The movie drags on and on until it finally sputters to a stop. Perhaps sputter is the wrong word; it implies the movie was moving along at all. I have not even told you about the movie’s biggest crime. Bigger than the convoluted plot device of the first act and even bigger than the overblown tragic reveal of the second act. It’s the criminal butchering of the Michelle Williams performance as Randi.
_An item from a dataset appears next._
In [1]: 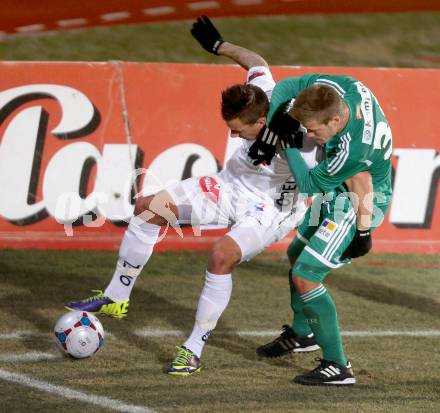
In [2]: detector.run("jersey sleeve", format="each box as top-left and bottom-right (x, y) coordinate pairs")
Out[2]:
(267, 77), (300, 124)
(246, 66), (275, 99)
I blame Lonergan if for no other reason that only a man would have an actor of William’s caliber stand there stuttering monosyllabic forgiveness while she sobs to the point of drowning. She apologizes for words that she has every right to have said. Only a man would have Affleck’s Lee respond with stammering and refusals to talk.

Manchester By The Sea is a bargain with it being three movies in one. Yet, neither of them have Lee being arrested for at the very least negligent manslaughter and getting treatment for his obvious drug abuse problems. This movie is depressing not because of it’s subject matter or because of it’s dour mood. It’s depressing because of Kenneth Lonergan’s obvious talent and his ear for everyday conversation.

You may think I’m just a grouch who hates any kind of heartfelt emotion. To you I’d say, “You’d be too if you had to sit through over two hours of Casey Affleck pouting with his hands in his pockets and be told it was ‘acting’.” I acted all the way home after seeing Manchester By The Sea.